A way to safely restrain
students?
Bereaved mom at odds with state
December 8, 2006
By Lori Higgins
Michael Renner-Lewis III entered
Parchment High School on Aug. 25, 2003, full of excitement about the
beginning of a new school year. But hours after the first day of
classes began, he was dead.
Michael, who was autistic, had what
appeared to be a seizure, and then became combative, prompting staff
members to physically restrain him while he lay facedown. He stopped
breathing while restrained.
His death -- and the death of
another child in 2003 in which restraint was involved -- prompted
the Michigan Department of Education to draft tighter restrictions
on the use of restraints and seclusion in state schools and document
just how often the practices occur.
On Tuesday, the state Board of
Education will consider its fourth version of the policy this year.
The emotional debate pits
special-education advocates against state associations that
represent school workers. As advocates seek a ban on what they say
are inhumane practices, educators fight for what they say is an
unfortunate, but necessary, way to address children with challenging
behaviors.
It also pits parents like Michael's
mother, Elizabeth Johnson, who want a ban on seclusion and
restraints, against those who say school staff should be allowed to
use them with children who otherwise may not be able to remain in a
public school setting.
"When you have an issue of this
magnitude, the emotion that flows is unbelievable. Nobody wants to
be in this position to begin with," said Mark Moody, director of
special education for the Midland County Educational Service Agency
and president-elect of the Michigan Association of Administrators of
Special Education.
Certainly not Johnson, who lives in
Kalamazoo. Three years later, she is still fighting to make sure
educators learn a lesson from her 15-year-old son's death. His death
was ruled an accident, but an autopsy report said the cause was a
combination of prolonged restraint and cardiac arrest.

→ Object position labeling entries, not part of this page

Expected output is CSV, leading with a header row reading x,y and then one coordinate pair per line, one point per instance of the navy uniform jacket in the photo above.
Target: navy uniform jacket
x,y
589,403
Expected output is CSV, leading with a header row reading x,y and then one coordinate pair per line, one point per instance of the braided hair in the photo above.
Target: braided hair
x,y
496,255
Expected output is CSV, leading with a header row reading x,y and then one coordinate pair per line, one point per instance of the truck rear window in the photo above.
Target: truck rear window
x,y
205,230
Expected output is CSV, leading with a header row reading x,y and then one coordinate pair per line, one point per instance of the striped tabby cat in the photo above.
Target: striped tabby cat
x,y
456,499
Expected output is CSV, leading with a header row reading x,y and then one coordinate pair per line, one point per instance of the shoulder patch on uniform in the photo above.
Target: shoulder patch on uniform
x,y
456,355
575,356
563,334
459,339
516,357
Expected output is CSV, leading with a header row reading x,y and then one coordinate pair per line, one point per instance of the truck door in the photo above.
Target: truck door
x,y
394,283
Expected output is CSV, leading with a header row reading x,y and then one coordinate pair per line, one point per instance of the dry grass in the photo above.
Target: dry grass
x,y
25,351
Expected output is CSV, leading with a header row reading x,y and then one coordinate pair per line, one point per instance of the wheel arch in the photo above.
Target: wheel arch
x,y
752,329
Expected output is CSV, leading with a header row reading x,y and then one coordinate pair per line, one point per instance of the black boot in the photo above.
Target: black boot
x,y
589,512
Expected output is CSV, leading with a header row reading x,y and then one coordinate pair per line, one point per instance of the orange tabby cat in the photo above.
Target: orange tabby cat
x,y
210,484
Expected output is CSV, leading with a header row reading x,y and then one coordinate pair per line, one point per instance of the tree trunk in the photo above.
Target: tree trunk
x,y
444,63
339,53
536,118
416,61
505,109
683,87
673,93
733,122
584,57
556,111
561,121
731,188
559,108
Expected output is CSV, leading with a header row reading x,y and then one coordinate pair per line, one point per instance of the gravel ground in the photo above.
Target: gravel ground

"I'm still outraged. It cannot
happen to another person's child," Johnson said this week.
A revised policy would guide
districts on how to address the issue, but schools wouldn't be
mandated to adopt it, said Martin Ackley, spokesman for the
education department.
"But if there are cases where a
student or a teacher were harmed, and there were legal actions, the
court would look at whether a school district had implemented the
policy," Ackley said.
Michigan has not kept records on
how often restraints and seclusion are used.
Existing policies allow physically
restricting movement and confining a student to a room or an area of
a room. But advocates say the policy is vague and applies only to
special-education students. The policy the board will consider
Tuesday restricts the use of seclusion and restraint to emergencies
and applies to all children in public schools.
"Seclusion and restraint are cruel,
inhumane and degrading practices. I don't think they belong in
educational settings," said Elizabeth Bauer of Birmingham, a member
of the state Board of Education. Bauer is a longtime advocate for
people with disabilities.
Only one state, Massachusetts, bans
seclusion and restraint in schools. Several others, including Texas
and California, restrict their use.
"These practices are inherently
dangerous," said Mark McWilliams, director of education advocacy for
the Michigan Protection and Advocacy Service, a nonprofit
organization that looks out for the rights of people with
disabilities.
His group investigated the 2003
death of a child in the Saginaw Intermediate School District after
the child was restrained. The cause of death was acute congestive
heart failure.
But people like Blu Hintz of
Midland, who is raising her 13-year-old grandson, Dustin, worry that
if educators don't have the ability to seclude or restrain students,
there would be no room in public schools for children like Dustin.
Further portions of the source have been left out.